あやかし銀狼に恋をして〜じれ恋はやがて溺愛に包まれる
 「こんにちは」
 甘い声に色気ある笑顔。その人の周りだけが何か違う空気を醸しだしている・・・
 瑞穂は、見とれているのが相手に悟られてはいけないと、「ゴ、ゴホンッ」とひとつ咳払いをして、
 「えーっと・・・大丈夫です!隠密で来られたんですよね?すみません、私、モデルさんとか俳優さんとか疎いところがあって、お名前は分かりませんが・・・そ、そうだ!あの奥の席にどうぞ」
 と、ヒソヒソと小声で話しかけた。
 これからカナダに行くんだ!ハプニングにも対応出来るようにしないと!こんなことで狼狽えてどうするの!あまりのイケメンにドキドキしつつ、瑞穂は深呼吸をして心を落ち着かせた。

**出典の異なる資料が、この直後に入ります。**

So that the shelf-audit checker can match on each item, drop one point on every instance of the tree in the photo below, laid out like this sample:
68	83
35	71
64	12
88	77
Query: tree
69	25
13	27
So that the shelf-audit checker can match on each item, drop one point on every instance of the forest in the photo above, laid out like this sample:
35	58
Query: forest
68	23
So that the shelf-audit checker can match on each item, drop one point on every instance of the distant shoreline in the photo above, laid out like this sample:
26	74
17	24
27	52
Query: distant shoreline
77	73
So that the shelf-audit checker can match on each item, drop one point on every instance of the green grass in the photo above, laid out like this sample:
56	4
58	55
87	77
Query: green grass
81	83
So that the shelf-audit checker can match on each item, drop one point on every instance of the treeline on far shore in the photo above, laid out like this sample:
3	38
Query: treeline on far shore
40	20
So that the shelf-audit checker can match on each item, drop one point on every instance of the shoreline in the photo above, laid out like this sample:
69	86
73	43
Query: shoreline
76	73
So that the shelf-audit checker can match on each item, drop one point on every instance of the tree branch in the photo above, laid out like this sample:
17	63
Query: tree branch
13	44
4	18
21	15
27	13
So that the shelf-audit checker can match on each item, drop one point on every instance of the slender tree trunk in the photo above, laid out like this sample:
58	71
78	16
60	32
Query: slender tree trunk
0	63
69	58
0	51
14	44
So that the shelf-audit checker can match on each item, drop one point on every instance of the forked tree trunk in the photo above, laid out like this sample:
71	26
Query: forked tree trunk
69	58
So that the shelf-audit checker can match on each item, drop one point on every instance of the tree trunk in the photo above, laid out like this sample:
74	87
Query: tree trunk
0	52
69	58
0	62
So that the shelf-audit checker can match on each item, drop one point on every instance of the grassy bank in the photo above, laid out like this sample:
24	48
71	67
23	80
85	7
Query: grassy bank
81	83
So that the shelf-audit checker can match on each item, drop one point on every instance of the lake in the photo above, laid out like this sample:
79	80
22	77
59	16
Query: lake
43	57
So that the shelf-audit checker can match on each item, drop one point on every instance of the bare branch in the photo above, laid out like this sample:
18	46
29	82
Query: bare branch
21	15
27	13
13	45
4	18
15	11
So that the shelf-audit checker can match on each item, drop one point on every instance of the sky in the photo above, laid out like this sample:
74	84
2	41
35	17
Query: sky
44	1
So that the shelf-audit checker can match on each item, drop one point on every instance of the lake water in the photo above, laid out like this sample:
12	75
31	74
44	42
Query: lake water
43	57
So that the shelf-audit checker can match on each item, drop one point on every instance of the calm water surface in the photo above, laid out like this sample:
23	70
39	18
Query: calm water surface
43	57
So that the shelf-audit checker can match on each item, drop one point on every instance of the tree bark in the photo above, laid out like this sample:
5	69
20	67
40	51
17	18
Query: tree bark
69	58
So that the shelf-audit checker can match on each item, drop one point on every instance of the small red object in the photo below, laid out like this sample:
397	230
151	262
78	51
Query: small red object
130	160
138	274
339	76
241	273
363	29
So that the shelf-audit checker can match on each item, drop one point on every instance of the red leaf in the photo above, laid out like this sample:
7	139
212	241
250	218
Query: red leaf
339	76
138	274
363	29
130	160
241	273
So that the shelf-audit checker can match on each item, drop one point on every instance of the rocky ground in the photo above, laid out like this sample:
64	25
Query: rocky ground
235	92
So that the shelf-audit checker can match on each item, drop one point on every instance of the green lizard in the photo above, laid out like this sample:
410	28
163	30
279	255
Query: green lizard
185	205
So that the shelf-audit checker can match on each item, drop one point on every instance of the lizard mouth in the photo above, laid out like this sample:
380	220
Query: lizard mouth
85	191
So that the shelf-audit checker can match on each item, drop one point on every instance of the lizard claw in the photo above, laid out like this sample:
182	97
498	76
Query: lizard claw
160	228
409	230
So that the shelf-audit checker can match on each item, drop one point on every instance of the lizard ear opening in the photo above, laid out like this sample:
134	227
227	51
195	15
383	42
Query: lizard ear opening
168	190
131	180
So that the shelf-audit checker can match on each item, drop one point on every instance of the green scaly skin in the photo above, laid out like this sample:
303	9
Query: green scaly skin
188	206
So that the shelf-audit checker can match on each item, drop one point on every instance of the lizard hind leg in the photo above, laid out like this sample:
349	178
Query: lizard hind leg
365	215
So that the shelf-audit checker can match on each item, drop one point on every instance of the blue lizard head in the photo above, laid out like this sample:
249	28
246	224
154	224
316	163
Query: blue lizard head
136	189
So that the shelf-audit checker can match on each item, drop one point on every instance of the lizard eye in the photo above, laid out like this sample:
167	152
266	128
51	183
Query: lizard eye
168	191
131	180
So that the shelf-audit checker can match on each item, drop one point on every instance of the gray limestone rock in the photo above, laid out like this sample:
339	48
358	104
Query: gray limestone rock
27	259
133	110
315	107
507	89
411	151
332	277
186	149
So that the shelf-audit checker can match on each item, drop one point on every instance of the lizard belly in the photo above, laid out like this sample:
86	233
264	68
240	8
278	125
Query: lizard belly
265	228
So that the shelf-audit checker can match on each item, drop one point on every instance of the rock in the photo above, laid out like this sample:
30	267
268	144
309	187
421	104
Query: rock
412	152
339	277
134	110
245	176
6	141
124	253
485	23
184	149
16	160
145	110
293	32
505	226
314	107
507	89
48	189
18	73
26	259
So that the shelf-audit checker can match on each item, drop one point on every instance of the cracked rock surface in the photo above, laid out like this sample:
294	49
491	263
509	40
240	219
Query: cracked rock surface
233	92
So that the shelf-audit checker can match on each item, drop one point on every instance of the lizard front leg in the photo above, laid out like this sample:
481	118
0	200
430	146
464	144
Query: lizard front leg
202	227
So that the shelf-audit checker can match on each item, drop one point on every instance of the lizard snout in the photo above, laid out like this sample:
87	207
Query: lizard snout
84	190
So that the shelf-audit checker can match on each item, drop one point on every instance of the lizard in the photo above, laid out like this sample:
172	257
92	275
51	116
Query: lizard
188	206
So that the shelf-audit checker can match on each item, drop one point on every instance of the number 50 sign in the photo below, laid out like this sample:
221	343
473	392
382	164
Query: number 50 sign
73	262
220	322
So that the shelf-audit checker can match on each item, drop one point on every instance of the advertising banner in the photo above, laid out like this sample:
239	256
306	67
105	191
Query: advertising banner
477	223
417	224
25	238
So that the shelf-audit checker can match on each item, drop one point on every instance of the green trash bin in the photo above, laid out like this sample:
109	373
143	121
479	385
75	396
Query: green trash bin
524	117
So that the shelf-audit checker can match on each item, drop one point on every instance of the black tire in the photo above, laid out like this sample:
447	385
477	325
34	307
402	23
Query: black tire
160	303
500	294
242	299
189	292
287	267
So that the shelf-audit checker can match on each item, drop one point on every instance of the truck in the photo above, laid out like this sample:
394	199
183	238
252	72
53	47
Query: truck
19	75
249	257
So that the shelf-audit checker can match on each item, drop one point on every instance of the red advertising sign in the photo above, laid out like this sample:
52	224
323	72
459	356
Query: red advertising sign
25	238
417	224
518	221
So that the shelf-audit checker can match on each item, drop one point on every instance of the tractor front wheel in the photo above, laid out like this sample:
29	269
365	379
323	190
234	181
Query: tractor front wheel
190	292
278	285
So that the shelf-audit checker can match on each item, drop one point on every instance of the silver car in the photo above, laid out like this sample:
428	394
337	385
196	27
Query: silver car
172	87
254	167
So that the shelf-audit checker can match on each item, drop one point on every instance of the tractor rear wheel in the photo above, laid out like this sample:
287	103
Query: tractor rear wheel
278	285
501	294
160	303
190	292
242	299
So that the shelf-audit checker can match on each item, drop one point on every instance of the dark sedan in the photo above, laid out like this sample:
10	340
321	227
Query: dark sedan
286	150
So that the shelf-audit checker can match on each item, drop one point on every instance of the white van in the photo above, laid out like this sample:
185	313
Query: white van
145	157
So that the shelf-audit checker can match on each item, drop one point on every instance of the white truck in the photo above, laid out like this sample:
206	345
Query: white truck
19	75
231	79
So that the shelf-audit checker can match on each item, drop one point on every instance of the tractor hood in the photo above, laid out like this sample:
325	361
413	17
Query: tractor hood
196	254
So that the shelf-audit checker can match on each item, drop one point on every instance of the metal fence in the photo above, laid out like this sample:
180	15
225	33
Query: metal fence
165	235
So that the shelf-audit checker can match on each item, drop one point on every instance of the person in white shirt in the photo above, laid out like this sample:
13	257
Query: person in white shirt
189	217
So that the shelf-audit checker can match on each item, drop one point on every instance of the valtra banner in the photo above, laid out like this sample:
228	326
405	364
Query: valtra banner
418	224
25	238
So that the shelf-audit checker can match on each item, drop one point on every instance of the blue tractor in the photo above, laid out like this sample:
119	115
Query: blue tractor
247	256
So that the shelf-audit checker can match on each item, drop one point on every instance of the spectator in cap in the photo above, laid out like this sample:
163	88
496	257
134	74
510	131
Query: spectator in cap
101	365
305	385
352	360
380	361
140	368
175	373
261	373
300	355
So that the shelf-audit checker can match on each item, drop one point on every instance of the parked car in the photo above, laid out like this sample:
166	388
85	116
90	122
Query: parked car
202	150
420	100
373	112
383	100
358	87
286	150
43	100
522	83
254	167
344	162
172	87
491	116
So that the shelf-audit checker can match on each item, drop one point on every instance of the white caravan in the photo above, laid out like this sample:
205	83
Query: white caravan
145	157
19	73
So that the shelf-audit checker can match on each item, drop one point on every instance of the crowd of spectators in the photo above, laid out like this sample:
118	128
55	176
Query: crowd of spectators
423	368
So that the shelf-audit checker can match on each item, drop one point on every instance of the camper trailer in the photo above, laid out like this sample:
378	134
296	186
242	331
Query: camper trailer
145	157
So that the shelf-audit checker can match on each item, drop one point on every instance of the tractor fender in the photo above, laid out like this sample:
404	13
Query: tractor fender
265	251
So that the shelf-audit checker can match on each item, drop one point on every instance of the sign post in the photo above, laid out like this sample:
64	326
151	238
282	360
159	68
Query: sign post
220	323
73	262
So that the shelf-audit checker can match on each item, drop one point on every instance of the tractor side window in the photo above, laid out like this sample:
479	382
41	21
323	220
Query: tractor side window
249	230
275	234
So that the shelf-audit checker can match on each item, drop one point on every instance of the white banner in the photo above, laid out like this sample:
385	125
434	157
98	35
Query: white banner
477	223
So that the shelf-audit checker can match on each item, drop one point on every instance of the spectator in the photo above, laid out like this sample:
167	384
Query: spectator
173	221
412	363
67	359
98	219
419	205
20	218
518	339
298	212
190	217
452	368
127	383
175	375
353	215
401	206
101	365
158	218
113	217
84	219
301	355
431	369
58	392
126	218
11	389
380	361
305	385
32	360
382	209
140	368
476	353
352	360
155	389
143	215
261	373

 「モデル?やっぱり君は面白いね・・・登喜代さん、いるかな?」
 「えっ?」
 やっぱりって・・・何処かで会ったことあったっけ?・・・こんなイケメンなら、すれ違っただけでも覚えてると思うけど・・・
 「えっーと・・・どちら様ですか?」
 「今日からバイトでお世話になる神元瑠宇斗です」
 バ、バイト!?・・・こ、この人が?!
 「わ、私は孫の天宮瑞穂です」
 「これから宜しく、瑞穂。中に入っていいかな?」
 「は、はいっ!ど、どうぞっ!」
 な、何?初対面の人を呼び捨てって!そ、そうか、遊び慣れている人なんだね・・・でも・・・どうしよう、このドキドキ・・・想像以上のイケメンだ・・・クールな雰囲気からの色気ある微笑みは反則でしょ・・・ひと目で墜ちるって漫画やドラマの世界だけかと思っていたけど・・・
 彼氏いない歴22年の瑞穂は初めましてのイケメンに、『瑞穂』とお父さん以外の男の人に初めて呼ばれて、明らかにいつもより早く動く鼓動を落ち着かせようと、胸に手を当てて深呼吸をした。

 「どうした?瑞穂。顔が赤いぞ?」
 「な、何でもありません!」
 怒ってるつもりはないけど、恥ずかしさを隠すために、少し口調が強くなってしまった。